Preferred remittance method is by direct transfer. Bank details are:- NATWEST BANK – A/c no. 14482320 – S/c 01-00-85.

Seller reserves the right to charge the buyer for failing to make payment within the agreed period. Seller will charge an additional percentage rate of 1.5% per month calculated daily from date of invoice until date of actual payment.

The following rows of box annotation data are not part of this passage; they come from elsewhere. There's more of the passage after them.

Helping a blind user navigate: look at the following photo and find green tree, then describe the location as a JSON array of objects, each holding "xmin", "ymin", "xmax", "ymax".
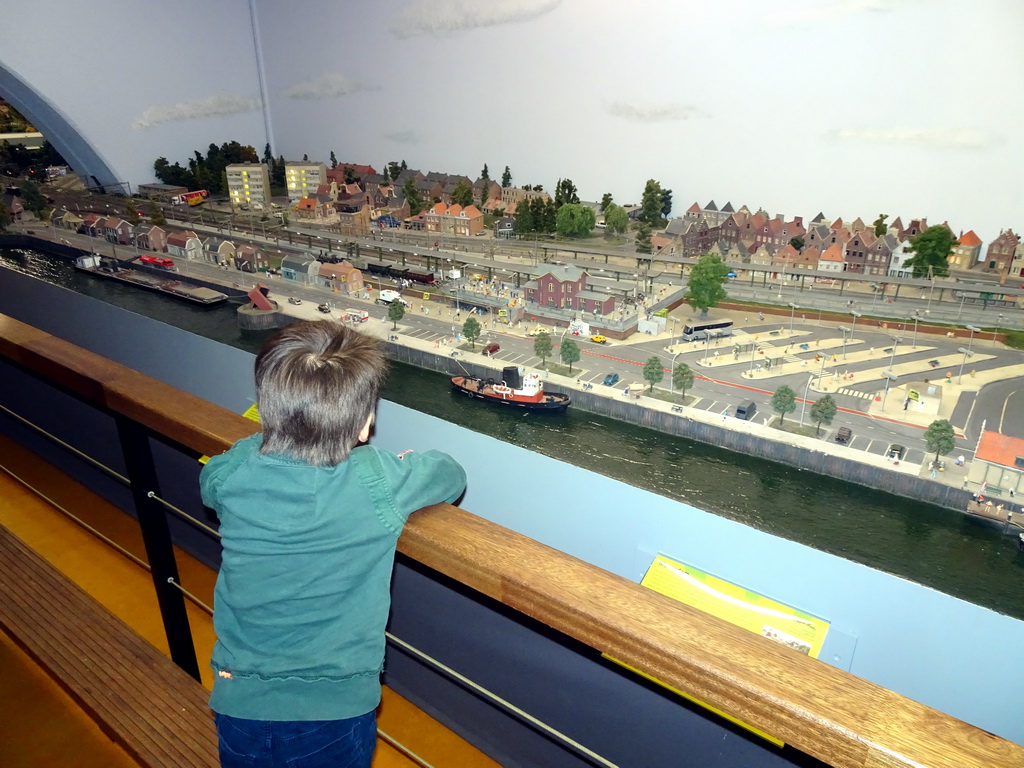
[
  {"xmin": 555, "ymin": 178, "xmax": 580, "ymax": 208},
  {"xmin": 811, "ymin": 394, "xmax": 837, "ymax": 436},
  {"xmin": 662, "ymin": 189, "xmax": 672, "ymax": 218},
  {"xmin": 401, "ymin": 176, "xmax": 423, "ymax": 216},
  {"xmin": 634, "ymin": 219, "xmax": 651, "ymax": 253},
  {"xmin": 683, "ymin": 253, "xmax": 729, "ymax": 317},
  {"xmin": 534, "ymin": 333, "xmax": 554, "ymax": 366},
  {"xmin": 919, "ymin": 417, "xmax": 956, "ymax": 463},
  {"xmin": 452, "ymin": 179, "xmax": 473, "ymax": 208},
  {"xmin": 387, "ymin": 299, "xmax": 406, "ymax": 331},
  {"xmin": 556, "ymin": 203, "xmax": 597, "ymax": 238},
  {"xmin": 771, "ymin": 384, "xmax": 797, "ymax": 426},
  {"xmin": 903, "ymin": 224, "xmax": 956, "ymax": 278},
  {"xmin": 0, "ymin": 201, "xmax": 11, "ymax": 232},
  {"xmin": 558, "ymin": 339, "xmax": 581, "ymax": 374},
  {"xmin": 643, "ymin": 355, "xmax": 665, "ymax": 392},
  {"xmin": 515, "ymin": 200, "xmax": 537, "ymax": 234},
  {"xmin": 604, "ymin": 203, "xmax": 630, "ymax": 234},
  {"xmin": 462, "ymin": 317, "xmax": 480, "ymax": 349},
  {"xmin": 640, "ymin": 178, "xmax": 663, "ymax": 225},
  {"xmin": 672, "ymin": 362, "xmax": 693, "ymax": 402}
]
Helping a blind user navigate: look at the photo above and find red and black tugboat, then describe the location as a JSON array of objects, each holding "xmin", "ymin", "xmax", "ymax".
[{"xmin": 452, "ymin": 366, "xmax": 569, "ymax": 411}]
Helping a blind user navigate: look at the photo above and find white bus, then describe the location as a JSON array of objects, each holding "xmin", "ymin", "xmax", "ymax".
[{"xmin": 682, "ymin": 321, "xmax": 732, "ymax": 341}]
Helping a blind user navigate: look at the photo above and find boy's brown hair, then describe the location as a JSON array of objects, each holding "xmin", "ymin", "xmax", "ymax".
[{"xmin": 256, "ymin": 321, "xmax": 388, "ymax": 467}]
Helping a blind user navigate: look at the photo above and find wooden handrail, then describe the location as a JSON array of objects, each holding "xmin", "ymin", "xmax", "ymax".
[{"xmin": 0, "ymin": 315, "xmax": 1024, "ymax": 768}]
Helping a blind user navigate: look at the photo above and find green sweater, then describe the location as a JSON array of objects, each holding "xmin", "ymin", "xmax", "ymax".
[{"xmin": 200, "ymin": 434, "xmax": 466, "ymax": 720}]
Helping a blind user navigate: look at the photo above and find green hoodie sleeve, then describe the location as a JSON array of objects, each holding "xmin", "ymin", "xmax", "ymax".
[{"xmin": 353, "ymin": 447, "xmax": 466, "ymax": 531}]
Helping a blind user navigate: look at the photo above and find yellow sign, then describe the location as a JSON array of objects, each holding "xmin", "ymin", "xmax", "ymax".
[
  {"xmin": 606, "ymin": 555, "xmax": 829, "ymax": 746},
  {"xmin": 199, "ymin": 402, "xmax": 259, "ymax": 464}
]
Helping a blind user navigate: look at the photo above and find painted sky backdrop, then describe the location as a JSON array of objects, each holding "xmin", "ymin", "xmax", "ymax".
[{"xmin": 0, "ymin": 0, "xmax": 1024, "ymax": 242}]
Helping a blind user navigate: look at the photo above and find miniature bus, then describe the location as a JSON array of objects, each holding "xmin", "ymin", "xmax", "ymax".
[{"xmin": 681, "ymin": 321, "xmax": 732, "ymax": 341}]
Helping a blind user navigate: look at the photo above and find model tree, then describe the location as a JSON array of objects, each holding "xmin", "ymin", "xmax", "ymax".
[
  {"xmin": 534, "ymin": 333, "xmax": 553, "ymax": 366},
  {"xmin": 683, "ymin": 253, "xmax": 729, "ymax": 317},
  {"xmin": 672, "ymin": 362, "xmax": 693, "ymax": 402},
  {"xmin": 636, "ymin": 221, "xmax": 651, "ymax": 253},
  {"xmin": 925, "ymin": 417, "xmax": 956, "ymax": 463},
  {"xmin": 387, "ymin": 299, "xmax": 406, "ymax": 331},
  {"xmin": 643, "ymin": 355, "xmax": 665, "ymax": 392},
  {"xmin": 640, "ymin": 178, "xmax": 672, "ymax": 227},
  {"xmin": 604, "ymin": 203, "xmax": 630, "ymax": 234},
  {"xmin": 811, "ymin": 394, "xmax": 837, "ymax": 437},
  {"xmin": 555, "ymin": 203, "xmax": 597, "ymax": 238},
  {"xmin": 771, "ymin": 384, "xmax": 797, "ymax": 427},
  {"xmin": 558, "ymin": 339, "xmax": 580, "ymax": 374},
  {"xmin": 462, "ymin": 317, "xmax": 480, "ymax": 349},
  {"xmin": 903, "ymin": 224, "xmax": 956, "ymax": 278}
]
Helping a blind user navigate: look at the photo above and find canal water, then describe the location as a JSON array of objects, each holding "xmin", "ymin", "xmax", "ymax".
[{"xmin": 8, "ymin": 250, "xmax": 1024, "ymax": 618}]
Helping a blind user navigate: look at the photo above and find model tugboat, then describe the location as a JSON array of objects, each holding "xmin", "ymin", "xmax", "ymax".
[{"xmin": 452, "ymin": 366, "xmax": 569, "ymax": 411}]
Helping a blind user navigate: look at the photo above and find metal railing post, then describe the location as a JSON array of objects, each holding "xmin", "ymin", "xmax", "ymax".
[{"xmin": 115, "ymin": 415, "xmax": 202, "ymax": 681}]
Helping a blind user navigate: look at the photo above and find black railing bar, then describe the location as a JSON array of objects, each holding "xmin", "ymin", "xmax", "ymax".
[
  {"xmin": 146, "ymin": 490, "xmax": 220, "ymax": 539},
  {"xmin": 384, "ymin": 632, "xmax": 618, "ymax": 768},
  {"xmin": 167, "ymin": 578, "xmax": 213, "ymax": 616},
  {"xmin": 0, "ymin": 406, "xmax": 131, "ymax": 486},
  {"xmin": 0, "ymin": 464, "xmax": 150, "ymax": 570}
]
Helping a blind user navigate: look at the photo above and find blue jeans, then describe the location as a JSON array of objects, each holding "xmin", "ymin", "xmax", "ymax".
[{"xmin": 214, "ymin": 711, "xmax": 377, "ymax": 768}]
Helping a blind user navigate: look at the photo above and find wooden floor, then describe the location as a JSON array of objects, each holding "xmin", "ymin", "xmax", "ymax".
[{"xmin": 0, "ymin": 435, "xmax": 498, "ymax": 768}]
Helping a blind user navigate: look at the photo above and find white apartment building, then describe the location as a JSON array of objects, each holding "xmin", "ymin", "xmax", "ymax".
[
  {"xmin": 285, "ymin": 161, "xmax": 327, "ymax": 204},
  {"xmin": 224, "ymin": 163, "xmax": 270, "ymax": 211}
]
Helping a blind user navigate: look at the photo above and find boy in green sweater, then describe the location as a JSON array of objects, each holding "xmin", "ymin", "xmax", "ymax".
[{"xmin": 200, "ymin": 321, "xmax": 466, "ymax": 768}]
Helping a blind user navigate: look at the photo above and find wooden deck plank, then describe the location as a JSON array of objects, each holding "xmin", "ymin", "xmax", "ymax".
[{"xmin": 0, "ymin": 528, "xmax": 218, "ymax": 768}]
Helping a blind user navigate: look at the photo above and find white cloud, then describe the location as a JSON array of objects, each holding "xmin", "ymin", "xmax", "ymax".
[
  {"xmin": 284, "ymin": 74, "xmax": 367, "ymax": 98},
  {"xmin": 606, "ymin": 101, "xmax": 700, "ymax": 123},
  {"xmin": 383, "ymin": 131, "xmax": 420, "ymax": 144},
  {"xmin": 828, "ymin": 128, "xmax": 1000, "ymax": 150},
  {"xmin": 391, "ymin": 0, "xmax": 561, "ymax": 37},
  {"xmin": 768, "ymin": 0, "xmax": 898, "ymax": 25},
  {"xmin": 131, "ymin": 93, "xmax": 261, "ymax": 131}
]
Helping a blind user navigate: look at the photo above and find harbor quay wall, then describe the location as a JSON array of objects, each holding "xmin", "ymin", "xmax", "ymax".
[{"xmin": 385, "ymin": 341, "xmax": 972, "ymax": 512}]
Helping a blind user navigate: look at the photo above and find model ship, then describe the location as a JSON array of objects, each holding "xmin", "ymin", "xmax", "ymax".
[{"xmin": 452, "ymin": 366, "xmax": 569, "ymax": 411}]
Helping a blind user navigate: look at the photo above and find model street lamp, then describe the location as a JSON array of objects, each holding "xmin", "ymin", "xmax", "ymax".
[
  {"xmin": 956, "ymin": 347, "xmax": 974, "ymax": 384},
  {"xmin": 800, "ymin": 372, "xmax": 825, "ymax": 426},
  {"xmin": 850, "ymin": 309, "xmax": 860, "ymax": 339},
  {"xmin": 882, "ymin": 371, "xmax": 898, "ymax": 411},
  {"xmin": 907, "ymin": 309, "xmax": 921, "ymax": 349},
  {"xmin": 967, "ymin": 326, "xmax": 981, "ymax": 358},
  {"xmin": 839, "ymin": 326, "xmax": 850, "ymax": 362}
]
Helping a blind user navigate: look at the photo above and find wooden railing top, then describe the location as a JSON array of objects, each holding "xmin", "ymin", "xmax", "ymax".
[{"xmin": 0, "ymin": 315, "xmax": 1024, "ymax": 768}]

The seller reserves the right to claim interest under the Late Payment of Commercial Debts (Interest Act 1998). Should the seller deem it necessary to undertake debt collecting proceedings the buyer will be liable for any costs associated with these proceedings in full.

Exclusions of Liability

The seller will be under no liability under the contract for any personal injury, death, loss, or damage of any kind whatsoever whether consequential or otherwise including but not limited to loss of profits and the seller hereby excludes all conditions, warranties, and stipulations expressed or implied, statutory, customary, or otherwise which but for such exclusion would or might subsists in the favour of the buyer except that such exclusions will not apply to: i) any implied condition that the Company has or will have the right to sell the goods when the property is to pass ii) when the buyer deals as a consumer any implied term relating to the conformity of the goods with their description or sample or as to their quality of fitness for a particular purpose.

Force Majeure

The seller reserves the right to defer the date of delivery or to cancel the contract or reduce the volume of goods ordered by the buyer (without liability to the buyer) if it is prevented from or delayed in the carrying on of its business due to the circumstances beyond the reasonable control of the seller without limitations, government actions, acts of terrorism, riot, fire, explosion, acts of God, war or national emergency, flood, epidemic, lockouts, strikes or other labour disputes, or restraints or delays affecting carriers or inability or delay in obtaining supplied of adequate or suitable materials, provided that, if the event in question continues for a continuous period in excess of 30 days, the buyer shall be entitled to give notice in writing to the seller to terminate the contract.

Property law

All contracts to which these conditions apply shall be governed by and constructed in accordance with English law and the buyer hereby agrees to submit to the jurisdiction of the English courts in respect thereof.